Parachèvement de la maîtrise collective et du talent de composition de Hexen, le dernier morceau "Nocturne" mérite un paragraphe à lui seul. Divisé en huit parties alternant violence et accalmie sur près d'un quart d'heure, "Nocturne" est un putain de chef d'œuvre, une pièce maîtresse absolument fantastique qui nous emmène très haut dans le paysage cosmique de l'artwork et vaut à elle seule l'achat de l'album. "Nocturne" s'ouvre sur une guitare plaintive triste à pleurer (merci Chopin!) à laquelle viennent s'ajouter quelques accords acoustiques. La tension monte avec les coups de grosse caisse répétés de Carlos Cruz jusqu'à ce qu'un piano néoclassique marque le début d'un long passage thrash énervé et dark proche du death. Puis solos et leads mélodiques en tout genre, ça fuse de partout avant qu'une longue et magnifique partie acoustique vienne calmer les esprits. Nouveau festival de leads grandioses, re-bourrinage, solos dans tous les coins avec même un solo de basse à 9'22, dissonance, break atmosphérique, acoustique, claviers d'ambiance, riff headbangant et fin ultime sur un solo orgasmique. Bref, le pied total pour l'un des meilleurs morceaux de metal jamais composés. Oui, rien que ça! Et celui-là, je n'ai pas mis une dizaine d'écoutes pour le savourer!

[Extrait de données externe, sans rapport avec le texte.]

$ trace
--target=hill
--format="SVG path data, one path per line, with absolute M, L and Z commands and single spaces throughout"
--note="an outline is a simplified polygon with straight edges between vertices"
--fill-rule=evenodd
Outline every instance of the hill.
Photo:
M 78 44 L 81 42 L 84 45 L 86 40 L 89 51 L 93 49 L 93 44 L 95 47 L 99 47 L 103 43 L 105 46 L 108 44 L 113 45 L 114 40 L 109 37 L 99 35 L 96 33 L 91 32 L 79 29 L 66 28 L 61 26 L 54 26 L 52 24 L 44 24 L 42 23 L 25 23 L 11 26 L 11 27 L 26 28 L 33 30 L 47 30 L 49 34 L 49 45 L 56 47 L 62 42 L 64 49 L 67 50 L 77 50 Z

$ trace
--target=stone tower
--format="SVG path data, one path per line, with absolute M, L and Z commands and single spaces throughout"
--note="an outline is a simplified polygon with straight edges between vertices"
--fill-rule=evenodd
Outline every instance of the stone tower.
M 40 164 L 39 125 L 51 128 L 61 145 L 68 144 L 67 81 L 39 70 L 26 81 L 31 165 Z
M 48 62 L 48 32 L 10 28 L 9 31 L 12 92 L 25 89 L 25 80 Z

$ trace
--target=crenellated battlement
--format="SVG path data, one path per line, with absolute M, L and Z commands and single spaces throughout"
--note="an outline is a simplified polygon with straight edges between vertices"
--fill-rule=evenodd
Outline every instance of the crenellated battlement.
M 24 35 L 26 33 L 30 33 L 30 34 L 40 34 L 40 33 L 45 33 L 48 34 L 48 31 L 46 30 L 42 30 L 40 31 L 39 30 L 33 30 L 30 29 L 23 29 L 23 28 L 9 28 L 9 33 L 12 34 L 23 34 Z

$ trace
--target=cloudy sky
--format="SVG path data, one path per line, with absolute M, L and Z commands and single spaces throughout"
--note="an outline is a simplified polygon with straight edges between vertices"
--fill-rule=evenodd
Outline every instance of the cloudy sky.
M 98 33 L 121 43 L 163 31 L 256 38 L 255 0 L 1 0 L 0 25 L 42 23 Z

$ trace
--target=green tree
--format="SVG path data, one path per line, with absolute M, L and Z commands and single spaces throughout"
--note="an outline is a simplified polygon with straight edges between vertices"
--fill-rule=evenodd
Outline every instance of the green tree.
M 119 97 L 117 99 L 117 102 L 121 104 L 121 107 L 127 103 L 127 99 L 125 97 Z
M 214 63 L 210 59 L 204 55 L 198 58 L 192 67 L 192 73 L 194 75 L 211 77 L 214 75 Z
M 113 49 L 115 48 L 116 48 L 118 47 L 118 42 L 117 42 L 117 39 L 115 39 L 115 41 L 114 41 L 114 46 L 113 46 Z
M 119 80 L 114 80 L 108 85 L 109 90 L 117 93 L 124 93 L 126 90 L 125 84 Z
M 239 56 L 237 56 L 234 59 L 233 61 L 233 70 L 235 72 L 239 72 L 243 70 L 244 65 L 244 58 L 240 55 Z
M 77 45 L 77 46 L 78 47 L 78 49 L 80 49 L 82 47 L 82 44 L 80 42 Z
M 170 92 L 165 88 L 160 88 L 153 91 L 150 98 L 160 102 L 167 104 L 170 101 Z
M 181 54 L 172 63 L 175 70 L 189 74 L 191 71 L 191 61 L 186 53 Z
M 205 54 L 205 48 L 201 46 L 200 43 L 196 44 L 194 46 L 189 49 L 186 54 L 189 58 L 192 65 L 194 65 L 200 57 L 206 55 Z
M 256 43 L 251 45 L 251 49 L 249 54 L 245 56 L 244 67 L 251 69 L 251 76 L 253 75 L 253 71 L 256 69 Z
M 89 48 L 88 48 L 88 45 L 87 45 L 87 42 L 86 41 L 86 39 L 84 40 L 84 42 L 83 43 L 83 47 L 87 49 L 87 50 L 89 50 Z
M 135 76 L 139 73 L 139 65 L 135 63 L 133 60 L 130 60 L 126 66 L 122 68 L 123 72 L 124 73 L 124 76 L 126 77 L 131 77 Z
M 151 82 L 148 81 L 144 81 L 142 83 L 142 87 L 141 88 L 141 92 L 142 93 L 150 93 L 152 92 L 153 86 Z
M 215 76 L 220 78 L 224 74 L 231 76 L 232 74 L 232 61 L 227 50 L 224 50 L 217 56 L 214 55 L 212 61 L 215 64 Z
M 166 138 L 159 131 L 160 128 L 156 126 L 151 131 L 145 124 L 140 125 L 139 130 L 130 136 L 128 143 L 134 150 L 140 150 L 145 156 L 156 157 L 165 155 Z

Comme quoi, j'ai bien fait de persévérer.
Being And Nothingness est de ces albums qui mettent du temps à se révéler et faire de l'effet. D'abord déçu - il faut dire que ce nouvel opus tant attendu d'Hexen se montre extrêmement riche et marque une évolution mélodico-progressive pas évidente à digérer - j'en suis maintenant accroc, même si je n'aurais pas dit non à davantage de vélocité. Je garde d'ailleurs toujours une préférence pour le plus direct et purement thrash
State Of Insurgency mais impossible de résister au travail de composition époustouflant abattu par la formation californienne qui force le respect. Si toutefois vous ne jurez que par le thrash primitif, fuyez face à une telle abondance de mélodies et au manque de vitesse et d'agressivité. Pour ceux qui n'ont rien contre le thrash classieux et élégant par contre,
Being And Nothingness se pose en indispensable avec une place dans le bilan de fin d'année déjà assurée. Hexen confirme avec brio qu'il fait partie des meilleures jeunes formations à l'heure actuelle car il ne se contente pas d'appliquer à la lettre les règles établies 30 ans plus tôt et de recracher bêtement ses influences dans sa musique. Il y jette son âme. Et quand on a un tel talent, ça ne peut que donner quelque chose de grand.
3 COMMENTAIRE(S)
13/12/2016 21:58
Et puis Nocturne quoi. Tu en as très bien parlé, cette piste est monstrueuse. Pris en isolation, une des meilleurs chansons que j'ai eu l'occasion d'écouter.